The family name of Henry Swanson's wife remains uncertain. The information provided for her burial in the family plot in Forest Lawn Cemetery in Buffalo indicates that Margaret's parents were Andrew and Margaret Olson and was likely supplied by one of her children. However, Lillian Jones later indicated in two different death certificates that her mother-in-law's maiden name was Margaret Carlson. I have not found an obituary for Henry Swanson in 1912 in Swedish newspapers, including Vårt Land of Jamestown. The obituary of Margaret Swanson appeared in Vårt Land (8 Aug 1912, p 1) but provided no information about her origins or unknown family connections.



Endnotes
  1. It is plausible that the Swansons were the Swedish family in south Buffalo who were visited by Hans Matson in the summer of 1851.  Matson was leaving Buffalo to join friends working on farms in nearby Hamburg:

    On the road to Hamburg, about dusk, we reached a small house by the wayside, where we asked for food and shelter. I was so exhausted that my friend had to support me in order to reach the house. We found it occupied by a Swedish family, which had just sat down to a bountiful supper. Telling them our condition, we were roughly told to clear out; in Sweden, they said, they had had enough of gentlemen and would have nothing to do with them here.

    We retraced our steps with sad hearts until a short distance beyond the house we found an isolated barn partly filled with hay. There was no one to object, so we took possession and made it our temporary home. I am glad to say that during a long life among all classes of people, from the rudest barbarians to the rulers of nations, that family of my own countrymen were the only people who made me nearly lose faith in the nobler attributes of man. I have an excuse, however, for this conduct in the fact that in the mother-country, which they had left a year before, they had probably been abused and exasperated on account of the foolish class distinction then existing there. They evidently belonged to that class of tenants who were treated almost like slaves.
    Hans Mattson (1891) The Story of An Immigrant. St, Paul: D.D. Merrill Co., p 17.

  2. Frank Jones (L), Jones Merchant Tailor, Randolph, NY
    Frans Jonsson Klang arrived in Jamestown in 1853 and his membership in the Methodist Church was at odds with the activity of his older brother, Charles Jones [1852.055], a leader in the early Swedish Lutheran Church. Both were older brothers of my great-great grandfather who arrived with his family a decade later (1866).  Seven of the twelve siblings from Målilla parish (Kalmar) emigrated to America. 
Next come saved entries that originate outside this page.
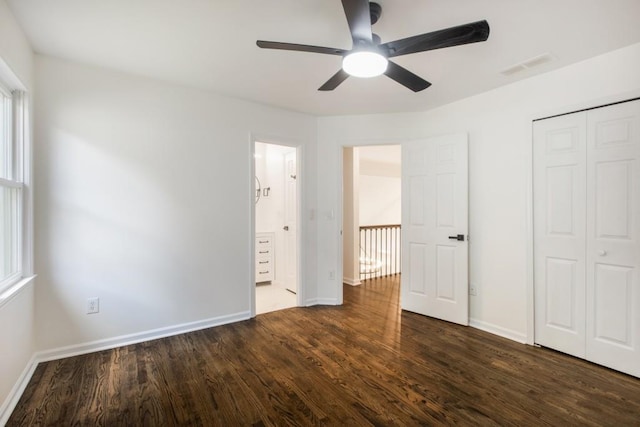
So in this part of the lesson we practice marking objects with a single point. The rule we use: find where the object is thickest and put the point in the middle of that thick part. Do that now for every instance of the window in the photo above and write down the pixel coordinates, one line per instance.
(11, 186)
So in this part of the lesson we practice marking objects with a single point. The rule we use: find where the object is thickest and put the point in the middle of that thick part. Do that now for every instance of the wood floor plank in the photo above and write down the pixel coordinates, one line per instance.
(363, 363)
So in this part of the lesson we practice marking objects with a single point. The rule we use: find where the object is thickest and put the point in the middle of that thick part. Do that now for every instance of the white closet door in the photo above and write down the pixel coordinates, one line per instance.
(559, 146)
(613, 237)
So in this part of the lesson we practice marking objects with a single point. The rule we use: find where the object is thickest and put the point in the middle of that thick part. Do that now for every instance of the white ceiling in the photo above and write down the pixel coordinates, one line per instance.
(210, 44)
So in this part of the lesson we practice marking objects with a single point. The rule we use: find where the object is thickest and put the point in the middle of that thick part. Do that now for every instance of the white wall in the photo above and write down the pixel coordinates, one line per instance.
(17, 310)
(499, 128)
(144, 200)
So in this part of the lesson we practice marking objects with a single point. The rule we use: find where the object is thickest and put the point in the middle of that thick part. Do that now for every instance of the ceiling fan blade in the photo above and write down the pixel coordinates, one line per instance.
(334, 81)
(359, 20)
(454, 36)
(406, 77)
(300, 47)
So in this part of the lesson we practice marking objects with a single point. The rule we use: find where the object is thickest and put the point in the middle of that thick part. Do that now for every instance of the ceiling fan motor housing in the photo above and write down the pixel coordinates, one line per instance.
(375, 11)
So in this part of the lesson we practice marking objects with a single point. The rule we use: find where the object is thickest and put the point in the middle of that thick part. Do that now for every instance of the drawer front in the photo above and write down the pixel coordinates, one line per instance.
(264, 270)
(263, 252)
(263, 243)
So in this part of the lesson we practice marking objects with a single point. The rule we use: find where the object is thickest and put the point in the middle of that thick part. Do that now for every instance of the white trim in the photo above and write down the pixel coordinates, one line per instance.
(351, 282)
(498, 330)
(13, 290)
(322, 301)
(123, 340)
(90, 347)
(18, 388)
(11, 184)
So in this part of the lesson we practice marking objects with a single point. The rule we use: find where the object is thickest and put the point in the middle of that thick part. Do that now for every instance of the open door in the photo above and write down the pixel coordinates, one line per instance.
(435, 228)
(291, 222)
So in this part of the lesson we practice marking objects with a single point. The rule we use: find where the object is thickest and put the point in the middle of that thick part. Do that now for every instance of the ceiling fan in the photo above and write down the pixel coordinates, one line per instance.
(369, 57)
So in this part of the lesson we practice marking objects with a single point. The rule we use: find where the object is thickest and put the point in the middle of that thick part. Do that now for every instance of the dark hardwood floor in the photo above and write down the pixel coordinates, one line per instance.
(365, 363)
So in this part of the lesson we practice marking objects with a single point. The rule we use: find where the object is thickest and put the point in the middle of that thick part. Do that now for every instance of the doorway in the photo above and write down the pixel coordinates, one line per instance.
(371, 213)
(276, 228)
(434, 218)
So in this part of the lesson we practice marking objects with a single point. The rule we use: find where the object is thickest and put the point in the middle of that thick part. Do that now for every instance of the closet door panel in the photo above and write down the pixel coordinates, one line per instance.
(613, 237)
(559, 232)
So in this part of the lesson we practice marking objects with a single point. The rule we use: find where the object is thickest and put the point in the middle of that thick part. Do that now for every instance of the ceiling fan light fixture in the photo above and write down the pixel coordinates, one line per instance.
(364, 64)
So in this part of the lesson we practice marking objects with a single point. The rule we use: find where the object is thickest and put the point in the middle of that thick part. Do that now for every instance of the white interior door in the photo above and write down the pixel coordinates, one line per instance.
(291, 222)
(434, 214)
(559, 146)
(587, 235)
(613, 237)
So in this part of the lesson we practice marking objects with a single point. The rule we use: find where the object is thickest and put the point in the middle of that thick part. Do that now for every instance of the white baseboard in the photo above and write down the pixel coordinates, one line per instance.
(320, 301)
(351, 282)
(109, 343)
(16, 392)
(89, 347)
(498, 330)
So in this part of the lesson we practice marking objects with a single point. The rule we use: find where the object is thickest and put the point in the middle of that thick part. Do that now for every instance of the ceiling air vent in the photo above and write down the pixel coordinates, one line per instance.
(526, 64)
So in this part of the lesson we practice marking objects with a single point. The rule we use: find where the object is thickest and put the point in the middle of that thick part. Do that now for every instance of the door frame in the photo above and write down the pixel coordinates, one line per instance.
(301, 202)
(528, 164)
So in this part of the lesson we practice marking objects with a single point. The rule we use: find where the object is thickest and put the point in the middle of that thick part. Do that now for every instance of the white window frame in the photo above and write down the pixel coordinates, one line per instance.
(18, 176)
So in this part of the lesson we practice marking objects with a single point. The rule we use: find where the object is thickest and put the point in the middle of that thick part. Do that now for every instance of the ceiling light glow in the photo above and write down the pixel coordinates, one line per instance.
(364, 64)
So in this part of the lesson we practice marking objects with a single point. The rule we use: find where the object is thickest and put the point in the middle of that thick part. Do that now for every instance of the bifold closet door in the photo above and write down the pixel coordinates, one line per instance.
(559, 232)
(613, 237)
(587, 235)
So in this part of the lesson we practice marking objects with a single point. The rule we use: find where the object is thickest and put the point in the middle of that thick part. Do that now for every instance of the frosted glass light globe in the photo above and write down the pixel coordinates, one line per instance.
(364, 64)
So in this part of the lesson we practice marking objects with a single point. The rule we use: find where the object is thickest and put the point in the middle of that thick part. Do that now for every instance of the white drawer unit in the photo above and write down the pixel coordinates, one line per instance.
(265, 266)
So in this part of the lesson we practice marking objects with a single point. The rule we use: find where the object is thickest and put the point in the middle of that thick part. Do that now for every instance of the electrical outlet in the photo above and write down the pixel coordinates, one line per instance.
(93, 305)
(473, 289)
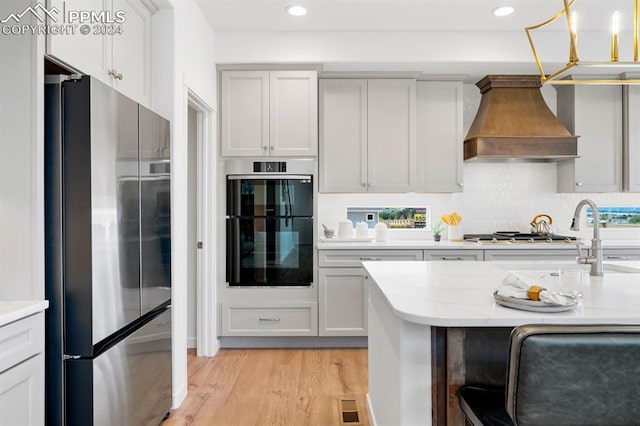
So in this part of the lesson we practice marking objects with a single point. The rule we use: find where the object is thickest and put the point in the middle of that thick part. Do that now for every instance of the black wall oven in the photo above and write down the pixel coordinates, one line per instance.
(270, 223)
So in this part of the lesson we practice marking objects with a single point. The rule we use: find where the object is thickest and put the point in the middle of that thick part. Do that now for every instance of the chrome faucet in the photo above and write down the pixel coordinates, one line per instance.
(595, 260)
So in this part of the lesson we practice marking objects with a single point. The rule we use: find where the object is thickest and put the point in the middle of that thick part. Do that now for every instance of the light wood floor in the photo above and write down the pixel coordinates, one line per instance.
(274, 387)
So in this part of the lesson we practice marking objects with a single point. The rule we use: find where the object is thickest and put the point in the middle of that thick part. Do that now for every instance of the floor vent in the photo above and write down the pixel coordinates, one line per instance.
(349, 414)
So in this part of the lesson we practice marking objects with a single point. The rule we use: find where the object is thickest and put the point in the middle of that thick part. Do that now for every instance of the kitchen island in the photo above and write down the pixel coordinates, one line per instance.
(434, 326)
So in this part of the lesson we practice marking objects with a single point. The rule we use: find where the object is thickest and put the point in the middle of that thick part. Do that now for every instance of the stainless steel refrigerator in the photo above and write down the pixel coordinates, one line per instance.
(108, 257)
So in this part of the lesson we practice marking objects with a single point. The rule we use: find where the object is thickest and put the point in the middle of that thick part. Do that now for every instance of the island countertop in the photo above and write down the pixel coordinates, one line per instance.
(461, 295)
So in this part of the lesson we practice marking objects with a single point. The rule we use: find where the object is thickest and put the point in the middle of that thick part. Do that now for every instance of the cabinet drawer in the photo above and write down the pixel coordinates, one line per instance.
(354, 258)
(621, 254)
(20, 340)
(454, 255)
(274, 319)
(531, 254)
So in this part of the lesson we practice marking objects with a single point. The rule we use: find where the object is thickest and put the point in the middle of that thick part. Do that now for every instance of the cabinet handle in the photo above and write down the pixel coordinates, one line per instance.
(115, 74)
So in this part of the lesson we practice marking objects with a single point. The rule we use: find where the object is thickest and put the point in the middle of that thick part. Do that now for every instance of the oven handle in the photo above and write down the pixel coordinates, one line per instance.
(269, 177)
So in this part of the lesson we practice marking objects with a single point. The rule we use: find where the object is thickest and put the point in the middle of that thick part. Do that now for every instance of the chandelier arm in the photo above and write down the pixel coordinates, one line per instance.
(555, 17)
(635, 30)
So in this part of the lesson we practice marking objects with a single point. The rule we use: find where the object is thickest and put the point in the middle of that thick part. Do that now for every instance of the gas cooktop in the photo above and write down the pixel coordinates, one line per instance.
(517, 237)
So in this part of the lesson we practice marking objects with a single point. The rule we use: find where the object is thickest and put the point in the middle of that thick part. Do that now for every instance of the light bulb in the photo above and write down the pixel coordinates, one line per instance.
(503, 11)
(296, 10)
(574, 23)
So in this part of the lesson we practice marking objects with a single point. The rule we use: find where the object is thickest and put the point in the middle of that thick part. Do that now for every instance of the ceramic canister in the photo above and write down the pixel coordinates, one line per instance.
(381, 232)
(345, 229)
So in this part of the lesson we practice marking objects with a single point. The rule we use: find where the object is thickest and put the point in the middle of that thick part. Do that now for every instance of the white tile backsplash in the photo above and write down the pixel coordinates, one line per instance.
(498, 196)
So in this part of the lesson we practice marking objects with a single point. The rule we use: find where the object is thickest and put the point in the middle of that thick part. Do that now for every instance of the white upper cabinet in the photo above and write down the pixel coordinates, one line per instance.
(367, 135)
(391, 148)
(439, 136)
(594, 113)
(267, 113)
(116, 51)
(631, 128)
(343, 135)
(390, 135)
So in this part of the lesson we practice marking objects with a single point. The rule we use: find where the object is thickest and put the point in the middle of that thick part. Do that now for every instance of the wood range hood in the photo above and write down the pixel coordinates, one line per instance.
(514, 122)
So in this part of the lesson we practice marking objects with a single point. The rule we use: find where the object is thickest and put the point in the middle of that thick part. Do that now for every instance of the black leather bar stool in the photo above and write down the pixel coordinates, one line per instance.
(583, 375)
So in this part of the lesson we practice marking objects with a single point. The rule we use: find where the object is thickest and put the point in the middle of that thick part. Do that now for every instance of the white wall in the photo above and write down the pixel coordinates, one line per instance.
(183, 63)
(498, 196)
(21, 163)
(472, 54)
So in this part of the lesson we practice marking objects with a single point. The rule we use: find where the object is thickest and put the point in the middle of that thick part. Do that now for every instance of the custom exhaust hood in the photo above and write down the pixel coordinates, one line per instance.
(514, 122)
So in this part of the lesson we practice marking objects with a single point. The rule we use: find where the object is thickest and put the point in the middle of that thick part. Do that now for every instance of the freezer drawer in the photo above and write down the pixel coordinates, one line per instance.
(129, 384)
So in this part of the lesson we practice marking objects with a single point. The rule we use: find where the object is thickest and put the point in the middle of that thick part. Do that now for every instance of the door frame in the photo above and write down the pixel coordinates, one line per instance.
(206, 296)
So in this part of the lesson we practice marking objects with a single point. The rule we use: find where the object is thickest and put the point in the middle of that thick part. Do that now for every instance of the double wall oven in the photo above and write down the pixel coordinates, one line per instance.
(270, 223)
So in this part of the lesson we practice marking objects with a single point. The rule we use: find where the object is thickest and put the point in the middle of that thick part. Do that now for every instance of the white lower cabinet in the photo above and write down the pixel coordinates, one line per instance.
(453, 255)
(343, 288)
(565, 253)
(620, 254)
(270, 319)
(22, 371)
(343, 296)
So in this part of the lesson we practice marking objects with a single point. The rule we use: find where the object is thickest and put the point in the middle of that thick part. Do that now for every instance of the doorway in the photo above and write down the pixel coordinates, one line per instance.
(201, 294)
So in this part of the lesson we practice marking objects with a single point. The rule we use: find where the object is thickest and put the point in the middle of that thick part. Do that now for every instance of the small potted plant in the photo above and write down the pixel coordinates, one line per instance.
(437, 231)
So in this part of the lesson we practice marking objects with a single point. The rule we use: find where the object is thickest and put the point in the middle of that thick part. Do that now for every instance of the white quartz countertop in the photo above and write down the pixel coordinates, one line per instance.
(14, 310)
(457, 245)
(461, 295)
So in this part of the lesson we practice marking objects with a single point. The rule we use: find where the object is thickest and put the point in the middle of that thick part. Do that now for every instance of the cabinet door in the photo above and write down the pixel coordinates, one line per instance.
(22, 393)
(245, 113)
(342, 302)
(439, 136)
(595, 114)
(132, 51)
(391, 148)
(343, 135)
(91, 53)
(632, 138)
(293, 129)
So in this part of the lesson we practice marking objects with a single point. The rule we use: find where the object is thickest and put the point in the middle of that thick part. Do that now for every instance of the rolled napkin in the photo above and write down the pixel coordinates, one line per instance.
(519, 287)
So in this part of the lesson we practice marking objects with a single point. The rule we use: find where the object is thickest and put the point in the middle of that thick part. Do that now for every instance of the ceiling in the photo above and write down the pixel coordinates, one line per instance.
(394, 15)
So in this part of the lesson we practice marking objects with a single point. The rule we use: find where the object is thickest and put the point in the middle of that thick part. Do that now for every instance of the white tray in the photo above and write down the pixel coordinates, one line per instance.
(347, 240)
(531, 305)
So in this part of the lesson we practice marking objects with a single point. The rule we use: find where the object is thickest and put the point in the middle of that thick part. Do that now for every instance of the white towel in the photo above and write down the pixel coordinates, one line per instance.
(517, 286)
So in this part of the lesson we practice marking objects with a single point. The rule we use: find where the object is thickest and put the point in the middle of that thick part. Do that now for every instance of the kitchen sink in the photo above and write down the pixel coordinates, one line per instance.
(552, 268)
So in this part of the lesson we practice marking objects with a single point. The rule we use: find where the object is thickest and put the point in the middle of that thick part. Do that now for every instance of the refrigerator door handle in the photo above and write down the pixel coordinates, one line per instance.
(66, 357)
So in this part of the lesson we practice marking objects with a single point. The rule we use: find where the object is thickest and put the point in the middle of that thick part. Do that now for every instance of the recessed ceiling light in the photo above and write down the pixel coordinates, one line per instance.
(503, 11)
(296, 10)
    After serving in the US Navy during the Civil War, Frank Jones moved with his family to Randolph (Cattaraugus County) where he owned a shop and worked as a tailor.

    Lillian Jones (1875-1948) and Peter Swanson (1860-1940) lived in Buffalo before migrating to California in 1906 where they became walnut farmers and ranchers in San Benito County [Swedish-American cowboys].

  3. S.B. Newman (1890) Sjelfbiografi, p 176-178. Newman served the Swedish Methodist community from 1859-1866.

  4. Isaac Forbes & Samuel M. Stow to Henry Swanson, Chautauqua County (NY), Deeds Book 89, 192 ($175 for 5 acres), Forbes & Stow to Israel Israelson, Chautauqua County, Deeds Book 89, 190 ($87.50 for 2.5 acres), and Forbes & Stow to Henry Swanson Chautauqua County, Deeds Book 89, 191 ($87.50 for 2.5 acres).